In der Ladung für das am 15. Juni 2004 abgehaltene Erörterungsgespräch wurde die Berufungswerberin dementsprechend auch aufgefordert, einen "Nachweis darüber" zu erbringen, "dass die Sicherstellung begünstigten Maßnahmen im Sinne des § 18 Abs. 1 Z 3 EStG 1988 diente (betrifft den Kredit Ihres Vaters)". Diesen Nachweis hat die Berufungswerberin nicht erbracht. Mit Schreiben vom 20. Juli 2004 teilte sie ergänzend mit, dass ihr "eine Beibringung von Dokumenten bzw. Unterlagen leider nicht möglich" sei, da "beim zweimaligen Wohnungswechsel in den letzten Jahren verschiedene Unterlagen verlustig gegangen" seien.

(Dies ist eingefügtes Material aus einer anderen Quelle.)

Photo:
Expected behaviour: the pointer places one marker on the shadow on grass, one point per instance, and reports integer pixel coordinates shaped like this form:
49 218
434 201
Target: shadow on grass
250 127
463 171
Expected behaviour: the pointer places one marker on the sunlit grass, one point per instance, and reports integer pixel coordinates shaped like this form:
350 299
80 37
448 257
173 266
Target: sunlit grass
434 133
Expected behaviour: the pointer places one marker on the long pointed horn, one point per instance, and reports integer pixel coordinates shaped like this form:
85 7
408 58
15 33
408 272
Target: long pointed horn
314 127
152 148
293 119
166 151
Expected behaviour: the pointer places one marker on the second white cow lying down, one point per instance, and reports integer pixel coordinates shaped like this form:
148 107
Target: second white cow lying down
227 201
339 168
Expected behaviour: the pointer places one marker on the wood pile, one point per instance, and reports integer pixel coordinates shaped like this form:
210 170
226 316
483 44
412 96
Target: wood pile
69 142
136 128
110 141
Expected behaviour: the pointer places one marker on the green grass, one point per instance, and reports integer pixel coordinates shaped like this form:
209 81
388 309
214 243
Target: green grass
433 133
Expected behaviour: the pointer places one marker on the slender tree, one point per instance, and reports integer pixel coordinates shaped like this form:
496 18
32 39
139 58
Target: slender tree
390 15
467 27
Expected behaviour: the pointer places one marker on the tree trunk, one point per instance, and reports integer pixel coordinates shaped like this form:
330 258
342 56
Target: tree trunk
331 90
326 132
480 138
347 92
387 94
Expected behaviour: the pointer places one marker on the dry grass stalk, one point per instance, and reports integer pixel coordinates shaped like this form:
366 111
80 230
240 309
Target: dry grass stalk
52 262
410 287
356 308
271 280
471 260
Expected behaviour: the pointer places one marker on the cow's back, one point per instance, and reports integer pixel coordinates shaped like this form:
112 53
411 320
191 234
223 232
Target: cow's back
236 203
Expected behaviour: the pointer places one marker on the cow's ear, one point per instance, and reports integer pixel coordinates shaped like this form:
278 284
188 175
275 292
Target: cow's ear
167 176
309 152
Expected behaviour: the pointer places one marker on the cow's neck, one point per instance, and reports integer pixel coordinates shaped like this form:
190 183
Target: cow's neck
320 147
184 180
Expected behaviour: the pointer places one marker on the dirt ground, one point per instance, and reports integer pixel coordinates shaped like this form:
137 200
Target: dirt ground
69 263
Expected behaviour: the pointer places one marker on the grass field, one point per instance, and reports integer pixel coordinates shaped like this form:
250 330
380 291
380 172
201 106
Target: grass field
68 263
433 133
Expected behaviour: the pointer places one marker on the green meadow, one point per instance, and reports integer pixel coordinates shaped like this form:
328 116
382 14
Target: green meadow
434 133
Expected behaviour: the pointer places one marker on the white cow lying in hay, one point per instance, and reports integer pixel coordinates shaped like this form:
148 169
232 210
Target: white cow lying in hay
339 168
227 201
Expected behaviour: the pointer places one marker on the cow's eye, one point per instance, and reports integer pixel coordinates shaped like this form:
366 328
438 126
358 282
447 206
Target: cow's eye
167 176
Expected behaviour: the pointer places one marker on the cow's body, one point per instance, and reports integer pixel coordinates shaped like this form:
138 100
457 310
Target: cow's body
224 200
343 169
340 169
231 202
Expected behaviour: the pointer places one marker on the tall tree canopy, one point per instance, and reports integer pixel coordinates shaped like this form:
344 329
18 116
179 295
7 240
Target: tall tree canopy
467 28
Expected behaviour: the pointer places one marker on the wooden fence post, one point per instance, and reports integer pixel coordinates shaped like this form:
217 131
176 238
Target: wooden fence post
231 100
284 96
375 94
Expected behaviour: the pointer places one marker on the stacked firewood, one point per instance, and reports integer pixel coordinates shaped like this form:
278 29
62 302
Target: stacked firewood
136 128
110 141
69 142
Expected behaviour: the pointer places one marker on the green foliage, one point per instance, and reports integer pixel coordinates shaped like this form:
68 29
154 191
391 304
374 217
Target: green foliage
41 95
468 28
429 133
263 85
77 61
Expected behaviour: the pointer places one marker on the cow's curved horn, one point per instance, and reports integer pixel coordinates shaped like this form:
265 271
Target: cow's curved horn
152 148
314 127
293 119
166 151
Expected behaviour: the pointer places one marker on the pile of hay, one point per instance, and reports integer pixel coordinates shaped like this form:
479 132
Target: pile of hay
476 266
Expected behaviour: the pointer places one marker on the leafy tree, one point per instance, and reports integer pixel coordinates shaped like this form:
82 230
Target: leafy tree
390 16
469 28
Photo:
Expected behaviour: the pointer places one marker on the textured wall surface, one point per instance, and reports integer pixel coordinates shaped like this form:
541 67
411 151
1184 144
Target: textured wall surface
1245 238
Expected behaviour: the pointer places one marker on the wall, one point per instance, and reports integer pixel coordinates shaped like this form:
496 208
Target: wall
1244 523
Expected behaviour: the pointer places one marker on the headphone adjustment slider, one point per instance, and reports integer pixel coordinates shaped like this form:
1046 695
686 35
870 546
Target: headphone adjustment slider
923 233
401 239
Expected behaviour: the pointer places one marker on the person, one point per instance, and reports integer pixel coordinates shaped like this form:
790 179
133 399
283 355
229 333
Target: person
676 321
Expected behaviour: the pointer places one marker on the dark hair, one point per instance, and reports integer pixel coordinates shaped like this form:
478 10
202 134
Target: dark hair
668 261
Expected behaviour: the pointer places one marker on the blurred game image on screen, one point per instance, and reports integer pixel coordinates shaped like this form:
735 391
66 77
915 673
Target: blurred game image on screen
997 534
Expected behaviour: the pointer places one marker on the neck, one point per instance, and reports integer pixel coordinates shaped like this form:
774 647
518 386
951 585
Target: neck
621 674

Der Einwand des Vaters der Berufungswerberin anlässlich des Erörterungsgespräches am 15. Juni 2004, dass von ihm bzw. seiner Tochter nicht erwartet werden könne, Rechnungen aus einem über vier Jahre zurückliegenden Zeitraum vorzulegen, geht ins Leere: Die Berufungswerberin wurde vom Finanzamt Innsbruck bereits mit Schreiben vom 8. März 2000 - allerdings vergeblich - aufgefordert, einen Nachweis darüber zu erbringen, wofür die als Sicherstellung verwendeten Beträge verwendet wurden. Einen belegmäßigen Nachweis darüber, dass die Sicherstellung begünstigten Maßnahmen im Sinne des § 18 Abs. 1 Z 3 EStG 1988 gedient habe, hat die Berufungswerberin sodann auch aufgrund des Ergänzungsersuchens des Finanzamtes Innsbruck vom 18. Juli 2000 nicht erbracht. Letztlich wird darauf hingewiesen, dass auch die Berufungsvorentscheidung vom 11. Dezember 2000, die als Vorhalt iSd § 183 Abs. 4 BAO wirkt (vgl. etwa VwGH 15.3.1995, 94/13/0258), die Berufungswerberin nicht dazu veranlasste, eine widmungsgemäße Verwendung im Sinne des § 18 Abs. 1 Z 3 EStG 1988 nachzuweisen.

Es war daher spruchgemäß zu entscheiden.